Loro Piana is synonymous with elegance, premium materials, and sky-high prices. But behind its €8,000 coats lies a reality that’s far less glossy. In recent weeks, investigations have revealed that some garments are being produced in semi-regular, Chinese-run workshops in Italy—where workers are paid just €100 per piece.
But let’s not pretend this is new. The alchemy of modern luxury lies not in craftsmanship, but in branding so potent it can turn €100 into €10,000 with a swing tag and a softly lit campaign featuring a doe-eyed Scandinavian in the Dolomites. You’re not buying a coat, you’re buying the idea of legacy, elegance, and possibly a seat at a Tuscan dinner party you’ll never be invited to.
Should a cashmere coat cost that much? Once, maybe. When Signora Lucia in Biella combed the fibres by hand and cried softly over every seam. But those days are gone, darling.
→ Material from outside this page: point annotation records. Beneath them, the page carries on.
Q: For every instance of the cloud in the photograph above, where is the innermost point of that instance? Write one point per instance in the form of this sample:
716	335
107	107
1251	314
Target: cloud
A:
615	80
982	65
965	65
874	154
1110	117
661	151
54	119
Now it’s spreadsheets, subcontractors, and the art of storytelling—mostly fictional.
Although the “Made in Italy” label remains formally intact, its true significance is becoming increasingly hollow. Where once the value and the price of a garment were defined by craftsmanship and artisanal passion, today, the alchemy of luxury lies in branding.
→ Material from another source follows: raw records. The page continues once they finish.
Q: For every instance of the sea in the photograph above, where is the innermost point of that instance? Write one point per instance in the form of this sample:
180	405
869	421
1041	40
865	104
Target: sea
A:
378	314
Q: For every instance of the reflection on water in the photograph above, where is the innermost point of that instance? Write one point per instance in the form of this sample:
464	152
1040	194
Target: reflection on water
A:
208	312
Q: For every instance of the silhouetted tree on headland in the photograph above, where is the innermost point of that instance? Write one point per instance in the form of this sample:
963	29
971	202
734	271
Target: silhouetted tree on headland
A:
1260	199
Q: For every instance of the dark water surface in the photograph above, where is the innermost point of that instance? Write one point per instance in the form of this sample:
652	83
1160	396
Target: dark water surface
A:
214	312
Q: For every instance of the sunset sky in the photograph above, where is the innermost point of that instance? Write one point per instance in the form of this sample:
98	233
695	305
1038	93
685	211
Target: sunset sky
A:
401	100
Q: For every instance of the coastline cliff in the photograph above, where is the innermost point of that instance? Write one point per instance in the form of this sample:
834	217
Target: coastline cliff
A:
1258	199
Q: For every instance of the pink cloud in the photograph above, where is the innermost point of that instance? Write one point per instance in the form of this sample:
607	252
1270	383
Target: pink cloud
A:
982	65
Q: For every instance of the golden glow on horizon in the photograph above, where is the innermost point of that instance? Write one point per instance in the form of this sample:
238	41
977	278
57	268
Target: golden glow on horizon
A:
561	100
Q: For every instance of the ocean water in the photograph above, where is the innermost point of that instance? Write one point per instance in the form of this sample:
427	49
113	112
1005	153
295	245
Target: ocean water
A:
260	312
And here’s the real point: We’re no longer paying for quality, we’re paying for the myth. Not the garment, but the label. Luxury today is storytelling, an illusion wrapped in a perfect photo, where the intrinsic value of the product is often reduced to the bare minimum.
This disconnect is brilliantly, and satirically, exposed by Gstaad Guy, a content creator on Instagram and TikTok who skewers the global elite through short, witty videos. His most iconic characters, Constance, the old-money English aristocrat, and Colton, his crypto-rich New York cousin, are sharp caricatures of the luxury world: pristine coats, Acqua di Parma, yachts, and summers split between Mykonos and Ibiza.
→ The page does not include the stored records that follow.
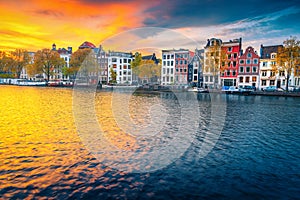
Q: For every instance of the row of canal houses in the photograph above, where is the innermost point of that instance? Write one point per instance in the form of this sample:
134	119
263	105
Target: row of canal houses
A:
223	64
217	66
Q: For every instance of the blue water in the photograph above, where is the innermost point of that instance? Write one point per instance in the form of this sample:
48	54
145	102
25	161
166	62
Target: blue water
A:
257	156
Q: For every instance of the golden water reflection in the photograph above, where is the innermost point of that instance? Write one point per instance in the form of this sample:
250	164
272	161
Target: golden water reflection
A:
40	149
And yet, despite parodying the clichés of luxury brands, they love him for it. They invite him to events, sign him on as a collaborator. Why? Because he speaks their language. With sharp wit, he decodes the codes of modern luxury, no longer based on craftsmanship, but on belonging.
Still, the Loro Piana case confronts us with an uncomfortable truth: The gap between perception and reality has become too wide to ignore. If quality disappears and only the narrative remains, how long can the magic really last?
In the end, both Loro Piana and Gstaad Guy tell us the same story: Today, true luxury isn’t the product. It’s the brand.
Luxury needs to reconnect with authenticity—before the market sees through the illusion.
How much are we paying for the fabric… and how much for the label?